Scruton dedicou-se com aplicação especial, entre a vasta
obra que deixou, às questões da estética, da cultura e da política. A qualidade
de uma obra artística, para ele, podia, sim, ser estabelecida por critérios
objetivos – a beleza é a base dessa avaliação, e beleza não é um conceito
abstrato, e sim uma realidade materialmente visível. “Estilos vão e vêm”, escreveu Roger Scruton,
“mas as exigências do julgamento estético são permanentes”. Ele jamais teve
medo de dizer que a “equalização” da cultura, tão venerada entre a esquerda
como arma para combater o “elitismo”, é um disparate.
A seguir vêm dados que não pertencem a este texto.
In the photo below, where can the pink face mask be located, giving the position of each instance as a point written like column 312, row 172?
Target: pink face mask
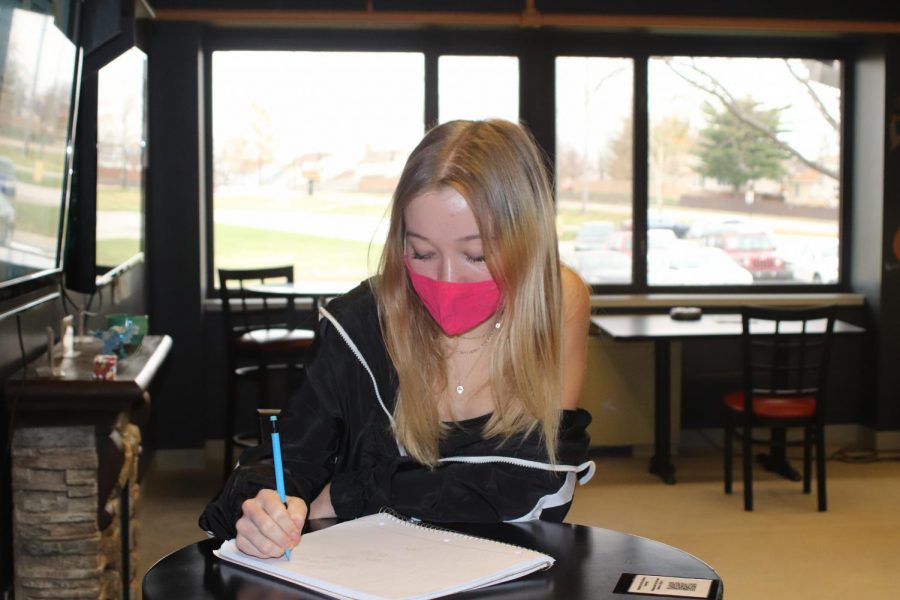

Não faz nenhum sentido, em sua visão, alegar que a alta
cultura, ou a “cultura clássica”, é uma espécie de “propriedade da elite” e só
beneficia os que têm acesso a ela; seria o mesmo que sustentar que a matemática
não adianta nada para quem não a entende em seus níveis mais avançados. “O
processo de transmissão cultural não poderá sobreviver se os professores forem
obrigados a ensinar Mozart e Lady Gaga ao mesmo tempo, em nome de uma agenda de
igualitarismo”, resumiu Scruton.
É dele,
também, uma das mais precisas explicações sobre porque os intelectuais, em sua
grande maioria, são de esquerda. “Eles são atraídos naturalmente pela ideia de
uma sociedade planejada porque acreditam que o planejamento ficará a seu
cargo”. O que atrai os intelectuais no marxismo, diz Scruton, não é a verdade,
mas o poder que ganhariam se o mundo fosse controlado pelo Estado – e, em
consequência, por eles. “A notável capacidade de sobrevivência do marxismo”, conclui,
“está no fato de que é um sistema de pensamento dirigido para a obtenção do
poder.”
O que Roger Scruton ainda poderia produzir, nos próximos
anos, vai nos fazer uma imensa falta.